2 minute read

HCI Is the Bottleneck in a World with Strong AI

As model capabilities advance, we are rapidly gaining the ability to generate images, videos, and audio from simple text prompts that are indistinguishable from human-generated content.

Yet, even if we discount existing flaws with models, there’s still a huge gap between model capabilities and systems that are effective in practice. I argue this gap is caused primarily by HCI problems and not model capabilities, and the gap will only continue to increase as model capabilities improve.

Is this gap due to failings of HCI? Not entirely. I think it’s also due to the mental model of AI that persists despite growing problems with integrating AI solutions.

AI is typically thought of in the following way:

input -> model -> output

The goal of core machine learning is to create the model that optimizes the output given the input, e.g., producing an output image that most faithfully represents an input text prompt. The central limitation of this model is that it ignores where inputs come from and where outputs go to. The picture looks a little more like this:

human -input-> model -output-> human

Even if we assume a perfect model that optimizes the input-output correlation, the model is still fundamentally limited by the information contained in the input, and the usefulness of the output is still fundamentally limited by a human’s ability to interpret and use it.

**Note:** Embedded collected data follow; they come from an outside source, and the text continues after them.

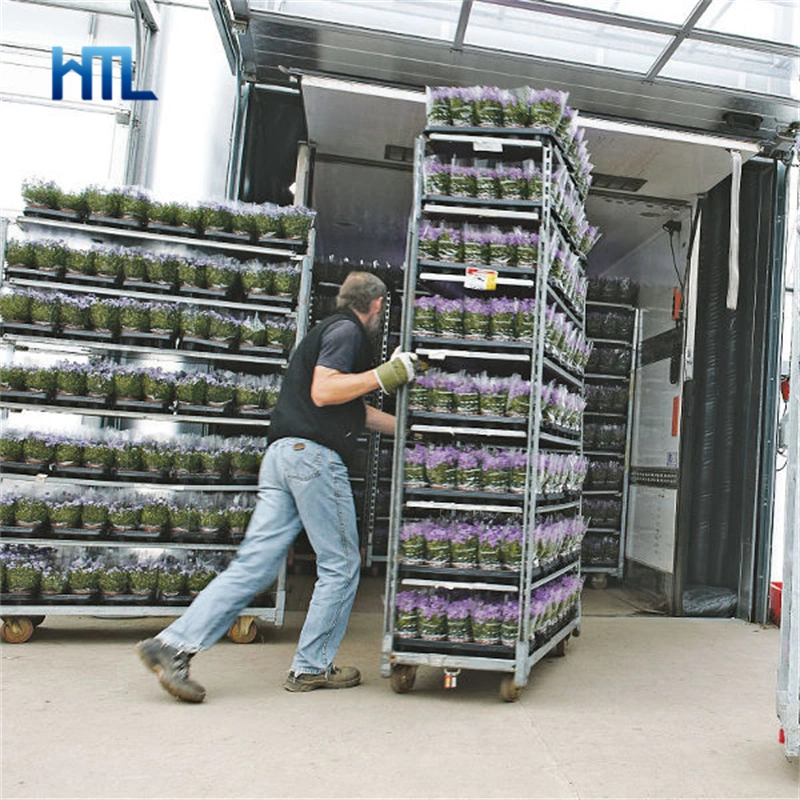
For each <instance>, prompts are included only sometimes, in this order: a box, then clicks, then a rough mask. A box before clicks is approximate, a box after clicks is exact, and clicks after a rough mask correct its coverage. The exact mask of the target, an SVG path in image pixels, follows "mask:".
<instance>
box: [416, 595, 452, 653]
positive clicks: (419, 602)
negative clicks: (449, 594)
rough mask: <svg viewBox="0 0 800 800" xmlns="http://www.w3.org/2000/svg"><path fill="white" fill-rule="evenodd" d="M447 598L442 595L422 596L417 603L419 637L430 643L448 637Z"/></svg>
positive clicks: (435, 641) (429, 595) (439, 640)
mask: <svg viewBox="0 0 800 800" xmlns="http://www.w3.org/2000/svg"><path fill="white" fill-rule="evenodd" d="M447 605H448V603H447V598H446V597H443V596H441V595H437V594H433V595H422V596H421V597H420V598H419V600H418V602H417V616H418V619H419V635H420V637H421V638H422V639H426V640H427V641H430V642H440V641H443V640H444V639H445V638H446V637H447Z"/></svg>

Improving input and output interfaces is the bottleneck as models get more capable. It can be viewed as an information-theoretic problem. How do you get more bits of information into the input stream? How do you allow humans to interpret more bits of information from the output stream? Now, solutions to these problems aren’t simply algorithmic, but also require existing context to understand. That is, it’s not as simple as cramming in more information, but also in doing so in a way that allows humans to create and understand that information.

What’s the role of HCI with imperfect models?

HCI still has a profound role, possibly a more important role, even with imperfect models. We can think of an imperfect model as a perfect model with some additional (possibly/probably biased) noise. The HCI problems with imperfect models are thus the same as with perfect models but with the added difficultly of allowing humans to understand and handle “noise” in the model output.

Won’t strong AI solve the HCI problem?

Even as models get better at producing interfaces, their capabilities are still limited to the human<->model feedback loop. This loop can probably be used to design these interfaces (and this is already starting to happen with things like Copilot and Figma AI, for example), but it doesn’t let us sidestep this problem completely.

Aren’t’ UIs just going to be ephemerally generated all the time?

Complex interfaces like the Blenders and Photoshops of the world are still likely to be semi-stable interfaces rather than ones that are generated on the fly, because of how difficult it is to learn such interfaces and the benefits humans have when using tools they have deep knowledge/skill/practice/craft around. So these interfaces are still subject to the feedback loop problem.

How do we improve input and output fidelity?

I think I’ll save this for another time.